The best next-day beast

The holiday is over. The gifting is done. The feast has been reduced to an oddball collection of Gladware tubs and clingwrap covered dishes stacked in the fridge like an Irish famine wall – though clearly no hunger was involved.

If the banquet included roast beef, then the day after offers the easiest decision of the season: what to do with the leftover meat. Typically one either builds a roast beef sandwich or simply noshes on the naked roast one chunk at a time.

That’s great, but the Cuisine Stupide test kitchen is proud to offer this alternative: a roast beef pizza. It’s simple, but we think it’s the highest, best use of the leftover beast.

We used our new favorite homemade pizza dough recipe, courtesy of Jim “No Knead” Lahey. But hey, if post-celebration ambition is low, there’s no shame in grabbing some frozen dough or a prepared crust from the grocery store, or, better yet, buying some dough balls from your favorite local pizzeria. (If they don’t sell dough balls, you need to find a new joint.)

For the toppings, we essentially replicated what we would put on our roast beef sandwiches: provolone, sliced white onions, and thin chunks of roast beef, which we added at the very end of the bake so they would retain their rareness. Sauce? Nothing more than prepared hot creamed horseradish, spread generously.

The result is a hot, gooey delight, delivered on a chewy crust that, unlike so many sandwich breads, doesn’t detract from the headliner: the beast. If you need another reason to wish that Christmas came every day, this is it.


Cuisine Stupide’s “Next-Day Beast” Pizza

1/2 pound leftover rare roast beef, thinly sliced into 1-inch strips
1/2 white onion, sliced and separated into quarter or half rings
1/4 pound thinly sliced or shredded provolone cheese
1 8-ounce jar of prepared creamed horseradish, preferably hot and unopened before now (it loses its flavor after opening)
Freshly grated parmesan or romano cheese
Two rounds of pizza dough, enough for two 10- to 12-inch pies, purchased or made using the Jim Lahey method (after cutting his recipe in half)

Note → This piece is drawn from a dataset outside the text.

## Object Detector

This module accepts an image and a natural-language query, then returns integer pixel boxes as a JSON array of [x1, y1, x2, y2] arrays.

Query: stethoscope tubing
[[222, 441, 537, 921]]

Cover one of the rolled out or prepared doughs with a layer of horseradish sauce. Be generous but not excessive; imagine you’re spreading marinara.

Sprinkle half the onions across the dough, followed by a layer of provolone.

Bake the pizza in a 450 degree or hotter oven, preferably on a pizza stone, for eight to 10 minutes or until the outer crust has begun to turn golden but not yet brown. Remove the pizza from the oven and add a layer of roast beef. Top with a generous sprinkle of parmesan or romano cheese.

Put the pizza back in the oven for just a minute or two – enough to finish browning the crust and to warm, but not cook, the beef.

Remove pizza from oven, let rest for a minute, and slice and serve. You know you’ll want more, so repeat with the second dough round and the rest of the ingredients.